Data protection - Supervisory authorities one-stop-shop: WP29 guidelines
The final draft of the GDPR enables local regulators to deal with local issues which relate only to their territory.
The final draft of the GDPR enables local regulators to deal with local issues which relate only to their territory. Where cross-border processing takes place, a “one-stopshop” mechanism can apply to the extent that the lead authority will involve other “concerned” authorities in GDPR enforcement. “Cross-border processing” means establishments in two or more EU states and the processing is in respect of one establishment in one state, but does (or is likely to) substantially affect data subjects in other EU states.
The Article 29 Working Party (WP29) has published guidance on determining the location of a data controller’s “main establishment” or “single establishment”. Unless another establishment in fact makes the decisions about the purposes and means of processing, the central administration will be the main establishment. If more than one establishment makes its own “autonomous decisions concerning the purposes and means of a specific processing activity”, then the WP29 view is that there can be more than one lead supervisory authority. But the more centralised the decision-making across a multi-national, the more likely it will be to have a lead supervisory authority. It is up to the controller to identify its own supervisory authority (much as this can be open to authority challenge).
The WP29 opinion also identifies border-line cases – eg where none of the establishments in the EU are taking decisions on the processing and there is no main establishment in the EU. This makes it harder for the lead authority to be identified and means the group cannot benefit from the “one-stop-shop” mechanism, unless the organisation designates a particular establishment as its main establishment, and that entity is responsible for the processing decisions.
Why is this important?
Many had hoped that the GDPR would bring about a true “one-stop-shop” mechanism to avoid the current problem of multi-nationals facing different approaches by different regulators in different territories.

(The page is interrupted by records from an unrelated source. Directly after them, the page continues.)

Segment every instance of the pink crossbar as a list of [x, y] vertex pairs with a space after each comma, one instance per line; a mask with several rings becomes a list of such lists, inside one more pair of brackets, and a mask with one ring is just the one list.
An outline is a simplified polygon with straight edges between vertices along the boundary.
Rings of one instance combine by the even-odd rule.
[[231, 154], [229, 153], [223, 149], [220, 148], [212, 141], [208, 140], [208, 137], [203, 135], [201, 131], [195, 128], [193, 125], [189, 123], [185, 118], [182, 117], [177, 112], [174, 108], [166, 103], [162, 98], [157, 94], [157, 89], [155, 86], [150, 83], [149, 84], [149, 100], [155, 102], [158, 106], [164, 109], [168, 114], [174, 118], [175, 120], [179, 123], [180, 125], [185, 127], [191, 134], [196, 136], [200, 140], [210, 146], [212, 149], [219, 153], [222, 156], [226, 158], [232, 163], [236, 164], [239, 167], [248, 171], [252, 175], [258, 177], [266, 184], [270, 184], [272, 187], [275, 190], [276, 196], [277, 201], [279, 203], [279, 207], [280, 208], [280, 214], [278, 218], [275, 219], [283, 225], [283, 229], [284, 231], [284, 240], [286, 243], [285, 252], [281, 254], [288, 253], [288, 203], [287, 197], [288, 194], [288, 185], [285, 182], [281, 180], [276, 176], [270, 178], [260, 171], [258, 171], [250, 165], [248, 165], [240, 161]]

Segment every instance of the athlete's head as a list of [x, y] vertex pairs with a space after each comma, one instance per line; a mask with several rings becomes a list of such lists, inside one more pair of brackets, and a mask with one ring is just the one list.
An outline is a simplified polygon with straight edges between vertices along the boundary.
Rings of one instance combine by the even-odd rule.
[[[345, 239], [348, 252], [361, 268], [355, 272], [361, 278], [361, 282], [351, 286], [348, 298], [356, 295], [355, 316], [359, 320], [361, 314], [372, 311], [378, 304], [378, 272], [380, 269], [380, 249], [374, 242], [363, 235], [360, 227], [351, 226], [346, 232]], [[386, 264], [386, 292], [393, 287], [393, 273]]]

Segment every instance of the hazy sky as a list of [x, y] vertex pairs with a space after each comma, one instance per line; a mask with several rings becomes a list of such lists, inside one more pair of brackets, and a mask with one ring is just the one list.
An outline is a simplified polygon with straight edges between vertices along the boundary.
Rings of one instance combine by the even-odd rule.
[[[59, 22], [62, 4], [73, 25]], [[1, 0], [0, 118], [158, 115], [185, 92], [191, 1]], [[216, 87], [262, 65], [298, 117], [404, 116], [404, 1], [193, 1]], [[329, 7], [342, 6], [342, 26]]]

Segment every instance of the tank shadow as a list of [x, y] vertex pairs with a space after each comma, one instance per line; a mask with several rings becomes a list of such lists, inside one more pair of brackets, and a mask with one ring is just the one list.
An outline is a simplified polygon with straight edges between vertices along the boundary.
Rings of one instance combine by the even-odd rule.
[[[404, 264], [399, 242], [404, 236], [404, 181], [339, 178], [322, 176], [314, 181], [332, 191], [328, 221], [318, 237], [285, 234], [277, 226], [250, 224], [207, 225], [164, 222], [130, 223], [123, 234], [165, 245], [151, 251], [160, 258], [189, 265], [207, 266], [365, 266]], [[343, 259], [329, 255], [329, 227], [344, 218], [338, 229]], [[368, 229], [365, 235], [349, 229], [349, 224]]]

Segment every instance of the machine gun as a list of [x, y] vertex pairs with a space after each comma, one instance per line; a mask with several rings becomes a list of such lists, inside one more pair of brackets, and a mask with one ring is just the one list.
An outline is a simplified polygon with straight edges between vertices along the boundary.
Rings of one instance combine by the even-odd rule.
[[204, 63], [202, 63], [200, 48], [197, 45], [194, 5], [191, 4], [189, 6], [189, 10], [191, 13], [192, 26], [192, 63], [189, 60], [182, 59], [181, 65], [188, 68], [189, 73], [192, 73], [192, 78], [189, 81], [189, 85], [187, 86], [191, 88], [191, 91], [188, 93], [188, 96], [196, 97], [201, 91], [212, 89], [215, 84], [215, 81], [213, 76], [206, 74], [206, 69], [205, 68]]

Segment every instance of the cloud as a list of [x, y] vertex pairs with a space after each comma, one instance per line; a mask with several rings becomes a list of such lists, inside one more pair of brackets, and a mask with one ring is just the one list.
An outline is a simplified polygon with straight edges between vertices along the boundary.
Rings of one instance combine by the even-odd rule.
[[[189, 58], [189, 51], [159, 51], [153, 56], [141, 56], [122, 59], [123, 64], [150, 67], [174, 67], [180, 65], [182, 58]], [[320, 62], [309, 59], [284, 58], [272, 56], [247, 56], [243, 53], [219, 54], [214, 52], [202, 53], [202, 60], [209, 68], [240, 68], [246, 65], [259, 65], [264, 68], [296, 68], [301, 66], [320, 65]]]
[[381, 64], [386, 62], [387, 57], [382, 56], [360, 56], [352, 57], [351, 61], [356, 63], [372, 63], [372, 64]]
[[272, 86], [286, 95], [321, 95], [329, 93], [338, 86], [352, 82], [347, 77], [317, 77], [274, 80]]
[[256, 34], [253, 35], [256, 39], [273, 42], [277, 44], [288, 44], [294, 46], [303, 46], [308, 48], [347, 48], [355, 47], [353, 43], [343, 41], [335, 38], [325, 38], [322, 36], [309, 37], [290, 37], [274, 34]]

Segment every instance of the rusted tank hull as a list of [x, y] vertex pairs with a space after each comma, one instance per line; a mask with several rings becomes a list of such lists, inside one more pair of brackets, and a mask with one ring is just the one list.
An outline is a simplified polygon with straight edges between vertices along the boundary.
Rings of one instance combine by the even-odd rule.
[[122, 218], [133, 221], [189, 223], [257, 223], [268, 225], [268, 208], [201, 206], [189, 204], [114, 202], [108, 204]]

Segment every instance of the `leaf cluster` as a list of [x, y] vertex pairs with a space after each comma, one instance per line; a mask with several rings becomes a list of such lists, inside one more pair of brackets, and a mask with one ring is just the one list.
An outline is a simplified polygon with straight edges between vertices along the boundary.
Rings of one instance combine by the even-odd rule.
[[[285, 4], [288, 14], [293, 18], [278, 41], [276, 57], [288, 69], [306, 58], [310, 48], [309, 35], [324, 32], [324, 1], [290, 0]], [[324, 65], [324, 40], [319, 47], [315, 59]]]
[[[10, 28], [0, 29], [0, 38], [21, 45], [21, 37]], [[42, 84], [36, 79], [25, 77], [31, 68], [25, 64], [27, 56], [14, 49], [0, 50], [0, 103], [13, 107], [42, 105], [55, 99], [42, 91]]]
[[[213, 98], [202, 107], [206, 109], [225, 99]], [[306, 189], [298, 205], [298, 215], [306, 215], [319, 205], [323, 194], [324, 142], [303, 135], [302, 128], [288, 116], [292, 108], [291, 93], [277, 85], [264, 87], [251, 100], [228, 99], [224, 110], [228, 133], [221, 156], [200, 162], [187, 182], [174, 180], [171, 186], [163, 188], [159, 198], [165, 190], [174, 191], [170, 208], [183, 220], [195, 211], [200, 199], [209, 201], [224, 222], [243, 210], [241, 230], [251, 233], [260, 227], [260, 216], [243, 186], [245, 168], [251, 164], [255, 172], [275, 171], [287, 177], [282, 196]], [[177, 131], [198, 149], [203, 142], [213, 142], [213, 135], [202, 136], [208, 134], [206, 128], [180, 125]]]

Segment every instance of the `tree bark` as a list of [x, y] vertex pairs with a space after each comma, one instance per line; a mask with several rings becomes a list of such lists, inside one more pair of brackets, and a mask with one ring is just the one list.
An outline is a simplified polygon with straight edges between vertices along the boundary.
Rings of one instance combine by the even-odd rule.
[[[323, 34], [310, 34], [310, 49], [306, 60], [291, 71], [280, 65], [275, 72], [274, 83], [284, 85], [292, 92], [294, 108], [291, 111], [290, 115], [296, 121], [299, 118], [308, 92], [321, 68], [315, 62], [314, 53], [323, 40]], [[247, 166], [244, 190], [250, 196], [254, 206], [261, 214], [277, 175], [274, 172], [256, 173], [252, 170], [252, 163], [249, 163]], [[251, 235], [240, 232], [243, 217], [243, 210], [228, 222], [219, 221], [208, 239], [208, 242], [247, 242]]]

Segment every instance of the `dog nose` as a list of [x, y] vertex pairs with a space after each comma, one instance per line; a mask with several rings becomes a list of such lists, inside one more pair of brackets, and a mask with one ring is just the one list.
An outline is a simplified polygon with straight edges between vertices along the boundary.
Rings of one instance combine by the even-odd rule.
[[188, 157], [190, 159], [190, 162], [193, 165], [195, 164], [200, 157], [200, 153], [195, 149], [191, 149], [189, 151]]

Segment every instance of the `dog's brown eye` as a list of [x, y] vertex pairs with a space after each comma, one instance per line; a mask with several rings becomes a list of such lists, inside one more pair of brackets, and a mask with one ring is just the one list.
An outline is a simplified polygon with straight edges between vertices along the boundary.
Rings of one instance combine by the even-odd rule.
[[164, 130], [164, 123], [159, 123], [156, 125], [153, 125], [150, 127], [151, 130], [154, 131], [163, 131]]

While the final position is more muted, clearly there will be benefits in having a lead authority where cross-border processing takes place.
The WP29 opinion helps feed into the decision as to which group entity will be the “main establishment” for a multi-national, and whether it can benefit from the “one-stop-shop” mechanism.
Any practical tips?
As with everything GDPR-related, start planning now! The new (data) world order is just over a year away, and determining which will be your main establishment for data processing activities (and where it will be located) is clearly a critical piece of the wider post-Brexit puzzle.